Friday, May 20, 2022

A gentle introduction to autonomous vehicle safety cases

I recently ran into this readable article about AV safety cases by Thomas & Vandenberg from 2019. While things have changed a bit, it still is a reasonable introduction for anyone asking "what exactly would an AV safety case look like."

A real industry-strength safety case is going to be complicated in many ways. In particular, there are many different approaches for breaking down G1 which will significantly affect things. On the other hand all the pieces will need to be there somewhere, so choosing this high level breakdown is more of an architectural choice (for the safety case, not necessarily the system). We do not yet have a consensus on an optimal strategy for building such safety cases, but this is not a bad starting place from safety folks who were previously at Uber ATG.
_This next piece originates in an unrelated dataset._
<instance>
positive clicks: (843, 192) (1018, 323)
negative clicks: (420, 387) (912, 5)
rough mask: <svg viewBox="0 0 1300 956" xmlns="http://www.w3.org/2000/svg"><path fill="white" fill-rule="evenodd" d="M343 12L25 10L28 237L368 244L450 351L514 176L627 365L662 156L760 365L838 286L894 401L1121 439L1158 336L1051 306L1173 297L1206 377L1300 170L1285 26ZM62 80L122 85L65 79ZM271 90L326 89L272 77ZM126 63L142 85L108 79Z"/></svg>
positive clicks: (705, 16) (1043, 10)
Thomas & Vandenberg, Harnessing Uncertainty in Autonomous Vehicle Safety, Journal of System Safety, Vol. 55, No. 2 (2019)

https://doi.org/10.56094/jss.v55i2.46


(Uber ATG also published a much more complex safety case. However, I recommend this overview paper rather than that more complex safety case to get insight if you are just getting started.)

Wednesday, May 18, 2022

SEAMS Keynote talk: Safety Performance Indicators and Continuous Improvement Feedback

Abstract: Successful autonomous ground vehicles will require a continuous improvement strategy after deployment. Feedback from road testing and deployed operation will be required to ensure enduring safety in the face of newly discovered rare events. Additionally, the operational environment will change over time, requiring the system design to adapt to new conditions. The need for ensuring life critical safety is likely to limit the amount of real time adaptation that can be relied upon. Beyond runtime responses, lifecycle safety approaches will need to incorporate significant field engineering feedback based on safety performance indicator monitoring.

A continuous monitoring and improvement approach will require a fundamental shift in the safety world-view for automotive applications. Previously, a useful fiction was maintained that vehicles were safe for their entire lifecycle when deployed, and any safety defect was an unwelcome surprise. This approach too often provoked denial and minimization of the risk presented by evidence of operational safety issues so as to avoid expensive recalls and blame. In the future, the industry will need to embrace a model in which issues are proactively detected and corrected in a way that avoids most loss events, and that uses field incident data as a primary driver of improvement. Responding to automatically generated field incident reports to avoid later losses should be a daily practice in the normal course of business rather than evidence of an engineering mistake for which blame is assigned. This type of engineering feedback approach should complement any on-board runtime adaptation and fault mitigation.





Thursday, May 12, 2022

ICSE keynote: Autonomous Vehicles and Software Safety Engineering

Abstract: Safety assurance remains a significant hurdle for widespread deployment of autonomous vehicle technology. The emphasis for decades has been on getting the technology to work well enough on everyday situations. However, achieving safety for these life-critical systems requires more. While safety encompasses correct operation for the mundane, it also requires special attention to mitigating the risk presented by rare but high consequence potential loss events. In this talk I'll cover some history of autonomous vehicle development and safety at the Carnegie Mellon National Robotics Engineering Center that led over the years to the development of the ANSI/UL 4600 standard for autonomous vehicle safety. I'll also touch upon activities specific to safety engineering, why a heavy tail distribution of rare events makes ensuring safety so difficult, why brute force road testing won't ensure safety, and the emergence of safety assurance cases as the approach of choice for autonomous vehicle safety.